Your APR is the dominant factor, setting how fast the balance grows each month; rates across US cards average roughly 20% to 24% in 2026 (LendingTree). Your balance determines the absolute size of the interest charge. Your payment amount is the lever you fully control, and it has an outsized effect because reducing principal lowers every future interest charge. Whether your card calculates interest daily or monthly creates a small difference, with daily compounding costing slightly more. New purchases are a hidden factor, since adding to the balance increases next month's interest. Finally, the grace period matters: if you carry any balance, you typically lose the interest-free grace period on new purchases until you pay in full.
Dana carries a $3,500 balance at 22% APR. The monthly rate is about 1.83%, so her first month's interest is roughly $64. If she pays $150, only about $86 reduces principal. At that pace the balance takes around 29 months to clear and costs about $830 in total interest. The calculator makes plain that more than 40% of her early payment is pure interest.
Same $3,500 balance and 22% APR, but Dana raises her payment to $250. Now about $186 of the first payment hits principal. The payoff time falls to roughly 16 months and total interest drops to about $440. By adding $100 a month, she cuts the timeline nearly in half and saves around $390 in interest, a clear illustration of how payment size drives the entire result.
Always pay more than the interest charge shown, or your balance will never go down.
Use the calculator to find a payment that clears the card in a timeframe you can stomach, then automate it.
Avoid new purchases on a card you are paying down, since they raise next month's interest and erase progress.
If you carry a balance, remember you lose the grace period, so new purchases start accruing interest immediately.
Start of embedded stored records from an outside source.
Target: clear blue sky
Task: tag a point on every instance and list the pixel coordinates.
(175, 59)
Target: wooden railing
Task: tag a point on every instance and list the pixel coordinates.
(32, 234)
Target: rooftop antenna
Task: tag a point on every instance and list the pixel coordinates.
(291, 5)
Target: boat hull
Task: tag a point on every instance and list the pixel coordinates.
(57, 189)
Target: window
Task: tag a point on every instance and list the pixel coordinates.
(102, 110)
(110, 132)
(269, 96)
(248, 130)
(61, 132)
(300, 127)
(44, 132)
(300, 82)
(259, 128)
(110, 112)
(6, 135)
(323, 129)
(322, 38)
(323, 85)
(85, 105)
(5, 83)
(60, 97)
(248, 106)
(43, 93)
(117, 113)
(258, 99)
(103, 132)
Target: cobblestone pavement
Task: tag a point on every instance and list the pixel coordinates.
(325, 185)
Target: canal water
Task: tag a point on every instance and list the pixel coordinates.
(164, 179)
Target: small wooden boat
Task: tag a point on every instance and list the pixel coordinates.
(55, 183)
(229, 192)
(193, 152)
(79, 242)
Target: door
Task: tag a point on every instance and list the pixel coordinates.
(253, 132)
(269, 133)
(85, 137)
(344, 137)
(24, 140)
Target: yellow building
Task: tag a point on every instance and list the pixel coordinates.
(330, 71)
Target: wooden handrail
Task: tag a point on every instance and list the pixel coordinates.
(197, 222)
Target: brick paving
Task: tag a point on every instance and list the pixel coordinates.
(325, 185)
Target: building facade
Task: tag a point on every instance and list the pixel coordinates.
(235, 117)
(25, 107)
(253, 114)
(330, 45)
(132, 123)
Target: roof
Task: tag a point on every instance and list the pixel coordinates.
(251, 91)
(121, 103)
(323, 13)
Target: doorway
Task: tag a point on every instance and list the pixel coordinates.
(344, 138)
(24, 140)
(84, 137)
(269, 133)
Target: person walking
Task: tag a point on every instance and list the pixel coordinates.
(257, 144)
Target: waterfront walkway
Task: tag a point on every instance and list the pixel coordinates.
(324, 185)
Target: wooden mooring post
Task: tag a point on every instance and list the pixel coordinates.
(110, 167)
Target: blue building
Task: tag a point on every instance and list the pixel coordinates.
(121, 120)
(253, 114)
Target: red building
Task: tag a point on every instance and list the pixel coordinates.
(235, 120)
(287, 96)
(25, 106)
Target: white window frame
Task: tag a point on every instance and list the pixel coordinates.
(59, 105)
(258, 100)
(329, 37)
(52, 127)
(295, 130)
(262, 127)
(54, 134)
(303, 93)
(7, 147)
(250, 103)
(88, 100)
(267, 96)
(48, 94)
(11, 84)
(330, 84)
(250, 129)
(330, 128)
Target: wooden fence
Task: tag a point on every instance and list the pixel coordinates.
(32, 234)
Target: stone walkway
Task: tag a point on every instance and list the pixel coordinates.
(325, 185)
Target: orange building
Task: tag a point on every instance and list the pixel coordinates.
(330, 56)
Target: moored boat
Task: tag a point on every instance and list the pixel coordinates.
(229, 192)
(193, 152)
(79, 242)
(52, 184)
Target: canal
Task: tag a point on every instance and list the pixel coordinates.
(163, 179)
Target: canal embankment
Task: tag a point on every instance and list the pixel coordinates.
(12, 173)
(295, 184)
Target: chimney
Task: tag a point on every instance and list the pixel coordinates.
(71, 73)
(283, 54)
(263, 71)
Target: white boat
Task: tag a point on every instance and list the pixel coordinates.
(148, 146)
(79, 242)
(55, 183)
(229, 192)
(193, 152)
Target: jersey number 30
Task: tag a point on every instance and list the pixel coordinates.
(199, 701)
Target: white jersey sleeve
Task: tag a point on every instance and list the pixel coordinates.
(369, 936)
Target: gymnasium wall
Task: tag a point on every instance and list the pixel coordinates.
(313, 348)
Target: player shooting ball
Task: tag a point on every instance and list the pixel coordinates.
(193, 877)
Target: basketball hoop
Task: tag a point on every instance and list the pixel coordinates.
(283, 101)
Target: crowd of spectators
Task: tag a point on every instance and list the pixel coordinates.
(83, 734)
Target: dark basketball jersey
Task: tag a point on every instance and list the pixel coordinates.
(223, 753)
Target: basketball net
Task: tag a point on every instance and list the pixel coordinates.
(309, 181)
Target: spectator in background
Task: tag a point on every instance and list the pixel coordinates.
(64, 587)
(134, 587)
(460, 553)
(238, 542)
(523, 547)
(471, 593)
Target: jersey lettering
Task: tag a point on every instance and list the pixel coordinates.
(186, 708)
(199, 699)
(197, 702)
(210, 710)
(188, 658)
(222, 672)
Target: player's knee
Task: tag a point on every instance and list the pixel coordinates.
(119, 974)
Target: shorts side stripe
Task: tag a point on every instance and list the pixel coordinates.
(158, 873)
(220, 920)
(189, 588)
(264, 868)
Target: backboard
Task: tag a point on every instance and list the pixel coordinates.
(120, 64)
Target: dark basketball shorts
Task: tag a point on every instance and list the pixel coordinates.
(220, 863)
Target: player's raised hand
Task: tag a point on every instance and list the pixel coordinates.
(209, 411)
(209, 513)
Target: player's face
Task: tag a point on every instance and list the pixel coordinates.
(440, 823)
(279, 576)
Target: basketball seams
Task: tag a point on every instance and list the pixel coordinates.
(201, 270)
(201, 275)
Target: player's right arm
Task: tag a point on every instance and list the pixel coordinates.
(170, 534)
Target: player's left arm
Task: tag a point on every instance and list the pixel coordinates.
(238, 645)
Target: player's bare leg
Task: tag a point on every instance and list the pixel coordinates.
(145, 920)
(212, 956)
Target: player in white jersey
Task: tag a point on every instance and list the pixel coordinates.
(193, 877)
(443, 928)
Check whether your card compounds interest daily and, if so, pay a little earlier in the cycle to trim the charge.
Revisit the calculator whenever your rate changes, since variable APRs move with the prime rate.
It shows the monthly interest on your balance and splits your payment into interest and principal. You can see payoff time and total interest, then test how a bigger payment helps.
Your APR is divided by 12 to get a monthly rate, which is multiplied by your balance to find the interest charge. Many cards compound this daily for a slightly higher cost.
At high APRs, the interest charge consumes a large share of a small payment. Only the amount above the interest reduces principal, which is why low payments feel ineffective.
Every extra dollar attacks principal and lowers all future interest charges. Raising your payment even modestly can cut months off the payoff and save meaningful interest.
APR is the yearly rate. Monthly interest is the APR divided by 12, applied to your balance each month. The calculator handles this conversion for you automatically.
Yes. Once you carry a balance, you usually lose the interest-free grace period, so new purchases begin accruing interest right away until you pay the card in full.
Yes, it is completely free and requires no signup. Enter your balance, rate, and payment to instantly see your interest cost and payoff timeline.
Brief disclaimer: This calculator provides estimates for educational and planning purposes only. Actual interest charges, payoff times, and costs depend on your card's specific terms, rate changes, and payment timing. Results should be treated as planning guidance rather than financial advice.